To increase our alignment with Aave and put “skin in the game,” we will refund a portion of our service fee should our risk parameter optimizations incur losses for the DAO during Gauntlet’s engagement. Our ultimate goal is to protect the protocol - we stand behind our work and want the community to have confidence in our optimizations.
Two main motivations are driving this effort from Gauntlet.
First, we want to signal our commitment to rigorous risk management for the DAO. We continue to pour resources into education and risk dashboard development. We have learned communicating risks and tradeoffs effectively across DAO stakeholders is challenging. Alongside increasing the transparency efforts from our Platform, Engineering, Data Analytics, Data Science/ML, and Product teams, we want to be held accountable.
Second, effective risk parameter tuning is only one component of a holistic strategy that a risk-aware DAO should consider.
How this works
A portion (30%) of our service fee already paid from AIP-50 has been transferred in a lump sum to a new multi-sig contract. These funds, currently denominated in stkAAVE, will be moved to a Polygon vault controlled by Gauntlet. Funds will be converted and actively managed by Gauntlet.
Losses are defined as any new insolvencies related to market risk or oracle failure.
Exclusions include issues relating to smart contract bugs or related to an underlying asset that is smart contract related and dust accounts (defined as accounts with borrow less than $1,000).
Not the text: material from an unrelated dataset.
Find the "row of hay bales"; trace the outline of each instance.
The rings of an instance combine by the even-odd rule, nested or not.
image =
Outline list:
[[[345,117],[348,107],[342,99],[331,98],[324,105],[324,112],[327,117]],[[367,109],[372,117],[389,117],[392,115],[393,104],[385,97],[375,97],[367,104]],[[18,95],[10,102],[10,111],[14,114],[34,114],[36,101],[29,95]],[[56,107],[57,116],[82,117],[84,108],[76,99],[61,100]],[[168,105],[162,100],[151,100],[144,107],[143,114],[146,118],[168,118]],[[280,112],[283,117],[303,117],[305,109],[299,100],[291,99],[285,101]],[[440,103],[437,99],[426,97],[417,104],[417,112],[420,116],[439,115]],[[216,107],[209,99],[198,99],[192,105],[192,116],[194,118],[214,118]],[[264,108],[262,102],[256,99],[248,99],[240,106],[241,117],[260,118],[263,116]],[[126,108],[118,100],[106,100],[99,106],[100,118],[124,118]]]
The refund does not apply if any Gauntlet risk parameter proposal fails during the engagement.
Should insolvencies occur, Gauntlet will share an update with the community, and send funds back to the DAO in a timely manner.
At the end of the current engagement (Dec-05-2022 05:53:58 PM +UTC), any remaining funds in the vault will be removed, realized by Gauntlet’s Finance team, and no longer eligible for a refund. A new vault will be funded and managed similarly should the engagement renew.
Why use a refund and not have the DAO hold the funds?
Like cloud service providers, the refund can be viewed as a penalty or discount for a failure to live up to the service level agreement and objectives. Additionally, Gauntlet does not want a bonus structured engagement which could muddle incentives.
Will Gauntlet not be incentivized to recommend conservative risk parameters to prevent insolvency?
No, our KPI-based engagement structure would see capital efficiency decline if we attempted to do so.
What if a Gauntlet risk parameter proposal fails but those same parameters are updated according to a modified Gauntlet proposal in the future?
The insolvency refund will be reactivated in that case.